Fête de la Libération : à Makokou, le 30 août déborde largement du 30 août
Séminaire, caravane médicale, marché, forum économique, opérations administratives, inaugurations, distributions de kits scolaires, manifestations sportives et, en point d’orgue, défilé militaire et civil : le programme détaillé de la troisième Fête de la Libération transforme Makokou en capitale politique et événementielle pendant une dizaine de jours. Mais derrière la célébration du 30 août 2023 se dessine surtout une volonté : faire de la fête un accélérateur de développement pour l’Ogooué-Ivindo.

Entièrement réhabilité et inauguré en janvier dernier, éclairé pour la Fête de la Libération, l’Hôtel Bélinga sera l’un des points névralgiques des festivités à Makokou, jusqu’au dîner du couple présidentiel le 30 août. Dès septembre, l’établissement doit aussi servir à l’hébergement des personnels d’Ivindo Iron, opérateur du projet minier de Bélinga. ©Facebook/ Fête Nationale de la Libération Makokou
Le 30 août durera finalement près de deux semaines. Le programme détaillé des festivités de la troisième édition de la Fête de la Libération, organisée cette année dans l’Ogooué-Ivindo, montre une célébration qui dépasse très largement la seule commémoration de la prise du pouvoir par les militaires le 30 août 2023.

©Facebook/Fête Nationale de la Libération Makokou
Les premières activités sont annoncées dès les 20 et 21 août, avec un séminaire destiné aux élus locaux sur l’élaboration des Plans locaux de développement. À partir du 24 août, le dispositif monte progressivement en puissance : caravane médicale à l’Hôpital régional de Makokou, ouverture du «village Ogivin», méga marché de la Centrale d’achat et colloque consacré à l’Ogooué-Ivindo.
Le programme officiel initialement présenté par le gouvernement annonçait des festivités du 25 au 31 août. Le calendrier désormais diffusé élargit donc encore la séquence. Le gouvernement avait déjà indiqué vouloir donner à cette troisième édition une dimension sociale, économique, culturelle et citoyenne.
Le développement local au milieu de la fête
La journée du 27 août est particulièrement révélatrice de cette orientation. Un forum économique de l’Ogooué-Ivindo doit se tenir à Makokou, parallèlement à une campagne de digitalisation des permis ainsi qu’à l’édition de titres de séjour et de passeports.
Le lendemain, avec l’arrivée annoncée du président Brice Clotaire Oligui Nguema, la célébration entre dans sa phase politique.
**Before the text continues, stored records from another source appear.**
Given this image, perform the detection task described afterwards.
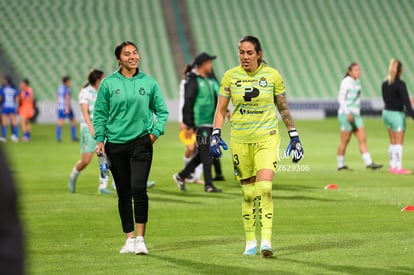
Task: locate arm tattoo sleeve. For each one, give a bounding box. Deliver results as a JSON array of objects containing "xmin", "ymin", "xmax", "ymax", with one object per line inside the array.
[{"xmin": 275, "ymin": 94, "xmax": 295, "ymax": 130}]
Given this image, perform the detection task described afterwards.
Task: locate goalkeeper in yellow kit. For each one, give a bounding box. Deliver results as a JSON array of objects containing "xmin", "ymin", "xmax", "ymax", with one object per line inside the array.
[{"xmin": 210, "ymin": 36, "xmax": 303, "ymax": 258}]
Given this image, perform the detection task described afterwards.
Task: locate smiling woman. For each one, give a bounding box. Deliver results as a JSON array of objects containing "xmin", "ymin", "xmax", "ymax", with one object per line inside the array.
[
  {"xmin": 210, "ymin": 36, "xmax": 303, "ymax": 258},
  {"xmin": 93, "ymin": 41, "xmax": 168, "ymax": 254}
]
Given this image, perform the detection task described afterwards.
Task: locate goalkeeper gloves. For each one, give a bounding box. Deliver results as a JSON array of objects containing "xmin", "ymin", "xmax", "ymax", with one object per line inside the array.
[
  {"xmin": 210, "ymin": 128, "xmax": 228, "ymax": 159},
  {"xmin": 285, "ymin": 128, "xmax": 304, "ymax": 163}
]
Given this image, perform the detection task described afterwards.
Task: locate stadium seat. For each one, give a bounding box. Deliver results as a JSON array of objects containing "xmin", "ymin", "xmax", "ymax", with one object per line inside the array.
[{"xmin": 0, "ymin": 0, "xmax": 178, "ymax": 100}]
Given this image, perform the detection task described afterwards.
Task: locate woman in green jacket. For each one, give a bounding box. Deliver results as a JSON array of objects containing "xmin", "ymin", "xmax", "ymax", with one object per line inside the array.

Honneurs militaires, accueil populaire et inauguration du mausolée Emmanuel Issoze Ngondet précéderont une série d’inaugurations et de visites de chantiers. Une découverte des chutes de Kongou figure également au programme.
Ces chantiers constituent probablement l’un des principaux enjeux de cette édition. Dix-sept projets ont été engagés à Makokou et dans les quatre chefs-lieux de département de la province. Le président de la République lui-même a récemment insisté sur la nécessité d’entretenir les infrastructures réalisées à l’occasion de la fête afin que leur impact dépasse l’événement.
Autrement dit, après Libreville en 2024 et Tchibanga en 2025, le principe d’une Fête de la Libération itinérante semble progressivement installer un modèle : déplacer pour quelques jours le centre de gravité politique du pays vers une province et profiter de l’échéance pour accélérer investissements et travaux publics.
Trois jours avec Oligui Nguema
Le 29 août restera très chargé. Exposition des Forces de défense et de sécurité, Journée de la Défense, caravane militaire, nouvelles inaugurations et visites de chantiers, distribution de kits scolaires, remise de parchemins aux bénévoles de l’Éducation nationale, finale de football, finale de boxe et remise du trophée du Cross de la Libération doivent rythmer la journée.
Le 30 août conservera néanmoins toute sa dimension institutionnelle et symbolique. La Place de l’Indépendance accueillera la cérémonie de décorations puis le défilé militaire et civil. Le programme annonce également la pose de la première pierre du siège de Fortescue Iron au centre-ville, avant un concert offert par le président de la République et un dîner du couple présidentiel à Bélinga.
Cette troisième édition intervient précisément au moment où l’Ogooué-Ivindo est appelée à occuper une place croissante dans la stratégie minière du pays, notamment autour du fer de Bélinga. Le choix de Makokou prend dès lors une dimension qui dépasse la commémoration.
La véritable mesure de la réussite ne sera cependant probablement pas donnée le soir du 30 août. Elle viendra après le départ des délégations, prévu le 31. Lorsque les projecteurs se seront éteints, il restera à déterminer ce que la fête aura durablement laissé à Makokou et, au-delà, à l’Ogooué-Ivindo.